The state-run IRNA news agency, quoting Iran’s National Iranian Tanker Co., identified the stricken vessel as the Sabiti. It turned on its tracking devices late Friday morning in the Red Sea, putting its location some 130 kilometers (80 miles) southwest of Jiddah, according to data from MarineTraffic.com.

The vessel last turned on its tracking devices in August near the Iranian port city of Bandar Abbas. Iranian tankers routinely turn off their trackers as U.S. sanctions target the sale of Iran’s crude oil.

“The oil tanker ... sustained damages to the body when it was hit by missiles 60 miles (96 kilometers) from the Saudi port city of Jiddah,” IRNA said.

The agency did not say whom Iranian officials suspect of launching the missiles.

Lt. Pete Pagano, a spokesman for the U.S. Navy’s 5th Fleet overseeing the Mideast, said authorities there were “aware of reports of this incident,” but declined to comment further.

Benchmark Brent crude oil rose over 2% in trading Friday to reach some $60.40 a barrel.

The reported attack comes after the U.S. has alleged that in past months Iran attacked oil tankers near the Strait of Hormuz, at the mouth of the Persian Gulf, something denied by Tehran.

Friday’s incident could push tensions between Iran and the U.S. even higher, more than a year after President Donald Trump unilaterally withdrew America from the nuclear deal and imposed sanctions now crushing Iran’s economy.

The mysterious attacks on oil tankers near the Strait of Hormuz, Iran shooting down a U.S. military surveillance drone and other incidents across the wider Middle East followed Trump’s decision.

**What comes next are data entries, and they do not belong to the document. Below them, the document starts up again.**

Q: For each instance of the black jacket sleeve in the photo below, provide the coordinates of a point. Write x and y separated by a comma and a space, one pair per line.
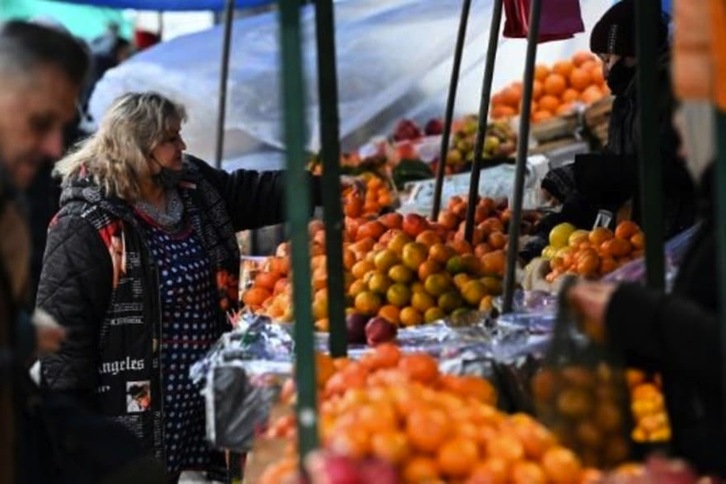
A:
254, 198
665, 332
75, 288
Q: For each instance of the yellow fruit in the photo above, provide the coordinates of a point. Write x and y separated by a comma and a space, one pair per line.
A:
379, 283
422, 301
450, 301
399, 294
473, 292
434, 314
560, 234
400, 273
437, 284
385, 259
414, 254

The latest assault saw Saudi Arabia’s vital oil industry come under a drone-and-cruise-missile attack, halving the kingdom’s output. The U.S. has blamed Iran for the attack, something denied by Tehran. Yemen’s Houthi rebels, whom the kingdom is fighting in a yearslong war, claimed that assault, though analysts say the missiles used in the attack wouldn’t have the range to reach the sites from Yemen.